Sonatype Launches First Formal Partner Program To Boost AppSec Offerings In The Channel

The IPO-bound application security vendor currently generates half of its revenue through the channel and is looking to increase the figure, according to Sonatype executives including CEO Wayne Jackson and Channel Chief Bruce Gordon.


Sonatype CEO Wayne Jackson

Sonatype, a well-established player in securing software supply chains and the use of open source code in the enterprise, is now looking to work with partners in a bigger way with the debut of its first formal channel program, the company’s CEO and channel chief told CRN in exclusive interviews.

Announced Monday, Sonatype’s new Partner Acceleration Program aims to standardize the vendor’s engagements with partners such as resellers and system integrators, and serve as a foundation to build on for working with more managed service providers in the future, the Sonatype executives said.

[Related: 3CX Supply Chain Attack: 8 Biggest Things To Know]

Sponsored post

The launch comes as Fulton, Maryland-based Sonatype continues working toward its goal of going public, with an eye toward 2024 when the window for initial public offerings might re-open, CEO Wayne Jackson said.

“We continue to build an IPO-quality company,” Jackson said, noting that Sonatype’s annual recurring revenue has been growing at a rate of 25 to 30 percent per year.

The company, which is majority-owned by Vista Equity Partners, disclosed crossing $100 million in ARR at the end of 2021 but said it’s not updating the dollar amount for its ARR right now.

Founded in 2008, Sonatype has been working with enterprise-focused partners for years and derives 50 percent of its revenue through the channel, according to Bruce Gordon, senior vice president of global channel sales and alliances at Sonatype.

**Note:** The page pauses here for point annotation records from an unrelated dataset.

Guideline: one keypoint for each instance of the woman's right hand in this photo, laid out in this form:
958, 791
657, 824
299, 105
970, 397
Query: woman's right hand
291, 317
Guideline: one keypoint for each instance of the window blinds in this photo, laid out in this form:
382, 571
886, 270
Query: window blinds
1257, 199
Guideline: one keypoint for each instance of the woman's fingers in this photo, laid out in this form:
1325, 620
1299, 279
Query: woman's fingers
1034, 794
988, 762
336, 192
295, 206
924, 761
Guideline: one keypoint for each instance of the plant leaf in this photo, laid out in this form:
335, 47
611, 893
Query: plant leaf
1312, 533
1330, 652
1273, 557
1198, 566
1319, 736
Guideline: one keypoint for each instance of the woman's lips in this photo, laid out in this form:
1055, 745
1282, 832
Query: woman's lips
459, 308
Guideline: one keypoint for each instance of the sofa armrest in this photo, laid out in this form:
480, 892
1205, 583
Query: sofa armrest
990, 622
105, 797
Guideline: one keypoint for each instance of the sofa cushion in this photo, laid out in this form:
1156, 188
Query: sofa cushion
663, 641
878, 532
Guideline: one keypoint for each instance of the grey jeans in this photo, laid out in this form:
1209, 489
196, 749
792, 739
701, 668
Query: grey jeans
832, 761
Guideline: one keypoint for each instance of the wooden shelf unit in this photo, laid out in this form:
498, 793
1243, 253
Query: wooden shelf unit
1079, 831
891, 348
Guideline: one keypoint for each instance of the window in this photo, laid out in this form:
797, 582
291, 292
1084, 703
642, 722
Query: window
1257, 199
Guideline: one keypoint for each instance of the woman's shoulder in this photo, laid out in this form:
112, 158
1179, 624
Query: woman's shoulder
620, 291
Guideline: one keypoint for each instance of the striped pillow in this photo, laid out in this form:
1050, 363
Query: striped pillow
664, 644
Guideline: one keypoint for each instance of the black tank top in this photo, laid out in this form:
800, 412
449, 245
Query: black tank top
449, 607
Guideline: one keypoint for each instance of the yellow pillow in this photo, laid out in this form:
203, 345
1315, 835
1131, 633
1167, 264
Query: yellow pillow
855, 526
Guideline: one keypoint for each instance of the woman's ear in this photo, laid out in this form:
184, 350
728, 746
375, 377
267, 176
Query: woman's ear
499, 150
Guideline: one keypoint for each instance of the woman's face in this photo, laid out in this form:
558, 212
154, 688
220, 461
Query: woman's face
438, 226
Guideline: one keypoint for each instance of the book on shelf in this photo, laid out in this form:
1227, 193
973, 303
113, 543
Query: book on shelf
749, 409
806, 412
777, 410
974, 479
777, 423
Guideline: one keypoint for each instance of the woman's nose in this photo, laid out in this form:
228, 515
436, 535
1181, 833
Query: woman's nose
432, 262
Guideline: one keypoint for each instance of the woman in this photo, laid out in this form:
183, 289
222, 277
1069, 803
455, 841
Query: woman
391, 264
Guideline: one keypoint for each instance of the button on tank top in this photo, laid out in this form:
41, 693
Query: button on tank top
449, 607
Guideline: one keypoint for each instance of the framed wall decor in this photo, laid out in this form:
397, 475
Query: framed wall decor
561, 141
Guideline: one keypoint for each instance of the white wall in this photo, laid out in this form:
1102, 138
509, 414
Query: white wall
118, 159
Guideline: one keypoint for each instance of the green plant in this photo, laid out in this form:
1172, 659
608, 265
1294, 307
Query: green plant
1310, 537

With the launch of the new partner program, one goal is to increase that percentage, he said.

Key elements of the program include improved discounts for partner-sourced opportunities, based upon partner tier. “We want to invest more and incentivize more to our partners that are willing to invest with us,” Gordon said.

While selling security products to software development teams can come with challenges, Sonatype’s platform for application security includes capabilities that provide opportunities to sell to the security teams at customers, he noted. For instance, Sonatype’s Nexus Firewall can be utilized to intercept malicious open source code before it can be downloaded for use by a development team.

“It’s stopping any vulnerable code from getting into the software development supply chain. That’s a security piece,” Gordon said. “When partners are getting involved with us, they’re bringing together the developers that they may be working with, with other point solutions, and the security teams that they may be working with.”

Partner Perspective

Joey Campione, founder and CEO of Opticca Security, an AppSec specialist based in Montreal that’s been partnering with Sonatype for three years, applauded the vendor’s new partner program. In particular, Campione expects the new program will bring “better focus and attention to strategic planning.”

“That was something historically that was not formalized. Anytime that you have that level of rigor and discipline, it typically drives growth,” he said. “We anticipate that this will drive significant benefit.”

A big advantage of Sonatype’s offering is that it provides data about software vulnerabilities that is more granular and more reliable than others in the AppSec space, Campione said. That enables better triaging and prioritization of which vulnerabilities are the real threats, among the massive quantities of software flaws that are continually being disclosed, he said.

With the Sonatype platform, “we’re not spending time with irrelevant information,” Campione said.

The quality of data has long been Sonatype’s biggest differentiator, Jackson said. “We have exponentially larger investments in data research and data curation than the competitors that I know about,” he said.

That’s critical as organizations are looking to scale up their efforts around software supply chain security, Jackson said. For many customers, security for software supply chains and open source code has gone from “something they should be thinking about, to something they must be thinking about,” he said.

Driving Demand

In addition to supply chain attacks — such as the SolarWinds breach and, more recently, the attack on communications platform 3CX — vulnerabilities in open-source code such as Log4Shell have been driving this growing awareness and interest.

Likewise, the White House’s push for SBOMs (software bills of materials), which list out the components of a piece of software, has also been drumming up demand for the types of offerings that Sonatype provides, Jackson said.

On the SBOM front, “the partners are perfectly positioned to help,” he said. “Oftentimes, the partners know the businesses way better than we do. We’re a technology provider and an information provider, but we’re not usually in a position to help organizations reshape their businesses around new trends.”

‘One Common Platform’

Another major way that Sonatype stands out in the field is that it provides three options for using its platform — in the cloud, in on-premises environments and in disconnected environments, Gordon said. “I don’t know of anybody else that does that,” he said.

At Sonatype, Jackson added, “we don’t want to force our architectural preferences” onto customers. Major financial institutions, for instance, can be expected to keep a lot of their software development work in on-premises environments well into the future, and they “don’t want to be forced” to move that into the cloud, he said.

Ultimately, Gordon said that for partners who are “interested in expanding their footprint within large enterprise, and they want to bring the security team together with the developers on one common platform, we have the solution that these partners can take to market.”